Eric Wright is a half-vampire with a problem. Several problems, actually. He can’t tell bloodlust from his rollercoaster adolescent hormones. The cutest girl in first period English wants him to become a vegetarian. And the assistant principal suspends him when he refuses to explain why his skin appears translucent in a school security video.
Then Eric’s non-vampire mom, who’s definitely not telling everything she knows, takes him with her on a business trip. To Scotland, where it never stays sunny for very long. The perfect hang out for a vampire. Or several. If only Eric can find one to talk to before he makes any more stupid mistakes....
At first, I thought I wasn’t going to enjoy this book because it took me a while to get into it. It was funny at times and rather enjoyable once I made my brain realize this was geared toward middle school boys. I can see younger boy readers relating to the main character, Eric, very easily. He struggles with hormones and bullies, like almost every middle school child I’ve met. In that way he was believable, even if he was a half-vampire.
Once it got going, the plot was evenly developed. There were a few bullies scattered throughout that added to the conflict nicely. Eric has to deal with not knowing anything about being a vampire, and realizing that knowing his father is not a good thing. He also has to learn an important lesson about standing up to bullies instead of running away from his problems.
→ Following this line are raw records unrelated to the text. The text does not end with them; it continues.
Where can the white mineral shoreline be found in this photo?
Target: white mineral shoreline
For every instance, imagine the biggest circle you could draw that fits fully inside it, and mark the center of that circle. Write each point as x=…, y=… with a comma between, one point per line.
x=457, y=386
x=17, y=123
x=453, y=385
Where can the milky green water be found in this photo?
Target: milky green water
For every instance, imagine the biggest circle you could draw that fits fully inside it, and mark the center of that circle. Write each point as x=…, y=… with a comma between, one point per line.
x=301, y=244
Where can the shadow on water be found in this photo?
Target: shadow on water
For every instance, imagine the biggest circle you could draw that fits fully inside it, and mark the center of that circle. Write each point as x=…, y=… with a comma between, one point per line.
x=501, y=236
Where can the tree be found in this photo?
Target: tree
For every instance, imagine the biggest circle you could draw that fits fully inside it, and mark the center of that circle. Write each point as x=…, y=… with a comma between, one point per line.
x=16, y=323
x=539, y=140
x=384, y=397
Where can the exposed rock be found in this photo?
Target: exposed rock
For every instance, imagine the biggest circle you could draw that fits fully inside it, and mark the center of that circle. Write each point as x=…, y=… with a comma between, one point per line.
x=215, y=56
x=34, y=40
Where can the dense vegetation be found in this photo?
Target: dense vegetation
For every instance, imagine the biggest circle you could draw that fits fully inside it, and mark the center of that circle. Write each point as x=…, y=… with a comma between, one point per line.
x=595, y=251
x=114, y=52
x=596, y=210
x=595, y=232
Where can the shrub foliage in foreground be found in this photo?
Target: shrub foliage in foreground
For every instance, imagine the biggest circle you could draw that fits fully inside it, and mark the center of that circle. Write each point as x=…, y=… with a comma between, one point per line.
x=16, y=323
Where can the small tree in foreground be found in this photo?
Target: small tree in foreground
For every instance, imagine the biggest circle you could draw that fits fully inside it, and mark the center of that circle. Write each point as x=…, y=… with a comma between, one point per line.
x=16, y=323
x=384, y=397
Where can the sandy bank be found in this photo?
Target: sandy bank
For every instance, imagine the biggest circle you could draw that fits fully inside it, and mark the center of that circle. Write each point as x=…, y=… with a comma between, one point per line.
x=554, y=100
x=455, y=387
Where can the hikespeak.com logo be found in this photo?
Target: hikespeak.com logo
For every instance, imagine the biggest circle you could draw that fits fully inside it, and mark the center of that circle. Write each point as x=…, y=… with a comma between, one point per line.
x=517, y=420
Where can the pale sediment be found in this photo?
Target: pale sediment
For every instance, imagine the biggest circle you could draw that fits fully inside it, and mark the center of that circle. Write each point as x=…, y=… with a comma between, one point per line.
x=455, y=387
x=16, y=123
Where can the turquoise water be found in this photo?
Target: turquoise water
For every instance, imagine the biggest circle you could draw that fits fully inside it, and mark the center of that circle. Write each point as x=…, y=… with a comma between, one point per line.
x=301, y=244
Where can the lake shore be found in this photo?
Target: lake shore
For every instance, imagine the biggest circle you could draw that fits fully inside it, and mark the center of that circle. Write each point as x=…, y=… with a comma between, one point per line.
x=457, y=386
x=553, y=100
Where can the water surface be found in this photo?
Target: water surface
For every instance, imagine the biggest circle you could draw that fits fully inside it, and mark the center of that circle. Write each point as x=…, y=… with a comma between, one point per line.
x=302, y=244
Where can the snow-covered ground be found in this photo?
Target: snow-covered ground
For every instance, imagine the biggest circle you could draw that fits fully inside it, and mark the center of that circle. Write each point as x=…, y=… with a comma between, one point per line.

Isn’t that a lesson that applies to most kids at least once in their lives?
The problems Eric faces throughout the story were resolved by the end of the book without being too sweet and contrite. It has a satisfying ending that doesn’t leave any questions unanswered. I liked that Eric, the main character, learns the value of acceptance and friendship by the end of the book. Confessions of an Average Half-Vampire had several lessons that are relevant to its readers, and that makes this teacher happy.